The Effect of Laparoscopic Adjustable Gastric Bands on Esophageal Motility and the Gastroesophageal Junction: Analysis Using High-Resolution Video Manometry

  • Paul R. Burton
  • Wendy Brown
  • Cheryl Laurie
  • Melissa Richards
  • Sohail Afkari
  • Kenneth Yap
  • Anna Korin
  • Geoff Hebbard
  • Paul E. O’Brien
Clinical Research

Abstract

Background

Laparoscopic adjustable gastric bands (LAGB) are a safe and effective treatment for obesity. Conflicting data exist concerning their effect on the esophagus, gastroesophageal junction, and mechanism of action. These patients will increasingly require accurate assessment of their esophageal function.

Methods

Twenty LAGB patients underwent high-resolution video manometry with the LAGB empty, 20% under, 20% over, and at their optimal volume. Twenty obese controls were also studied. Effects on esophageal motility, the lower esophageal sphincter (LES), and the gastroesophageal junction were measured. Transit during liquid and semisolid swallows was assessed.

Results

The intraluminal pressure at the level of LAGB was a mean of 26.9 (19.8) mm Hg. This pressure varied depending on the volume within the LAGB and was separate to and distal to the lower esophageal sphincter LES. The LES was attenuated compared to controls (10 vs 18 mm Hg; p < 0.01) although relaxed normally.
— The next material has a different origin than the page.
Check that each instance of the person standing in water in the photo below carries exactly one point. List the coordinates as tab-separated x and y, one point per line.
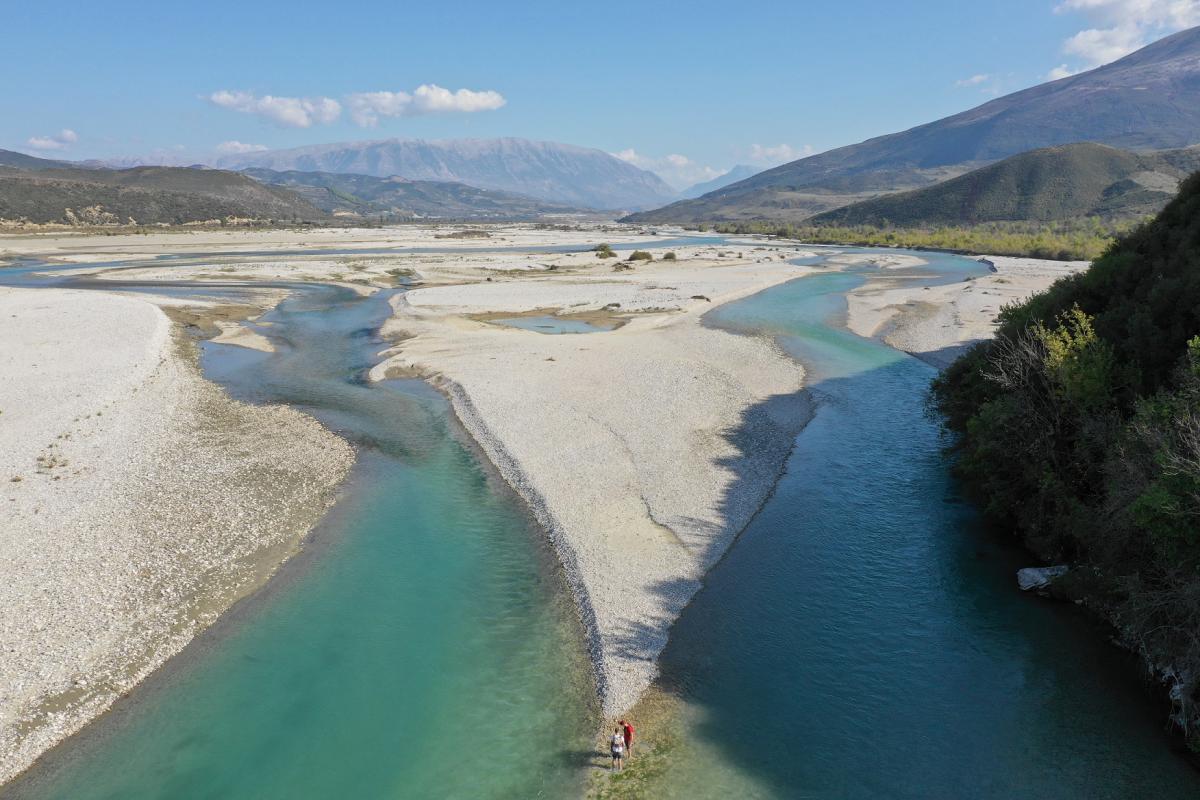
618	749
Esophageal motility was well preserved at optimal volume compared to 20% overfilled, with 77% normal swallows vs 51%, p = 0.008. Repetitive esophageal contractions were observed in 40% of swallows at optimal volume compared to 16% in controls, p = 0.024. In comparison to controls, the transit of liquid, 21 vs 8 s (p < 0.001), and semisolids, 50 vs 16 s (p < 0.001), was delayed.

Conclusions

In LAGB patients, the LES is attenuated, although relaxes normally. Esophageal motility is preserved, although disrupted by overfilling the band. In the optimally adjusted LAGB, a delay in transit of liquids and semisolids through the esophagus and band is produced, along with an increase in repeated esophageal contractions.

Keywords

Laparoscopic adjustable gastric band High-resolution manometry Video manometry Esophageal motility Bariatric surgery 

Notes

Financial Disclosure

The Centre for Obesity Research and Education has received unrestricted research funding from Allergan, Inc., the manufacturer of the LAP-BAND. None of the authors have a conflict of interest to disclose.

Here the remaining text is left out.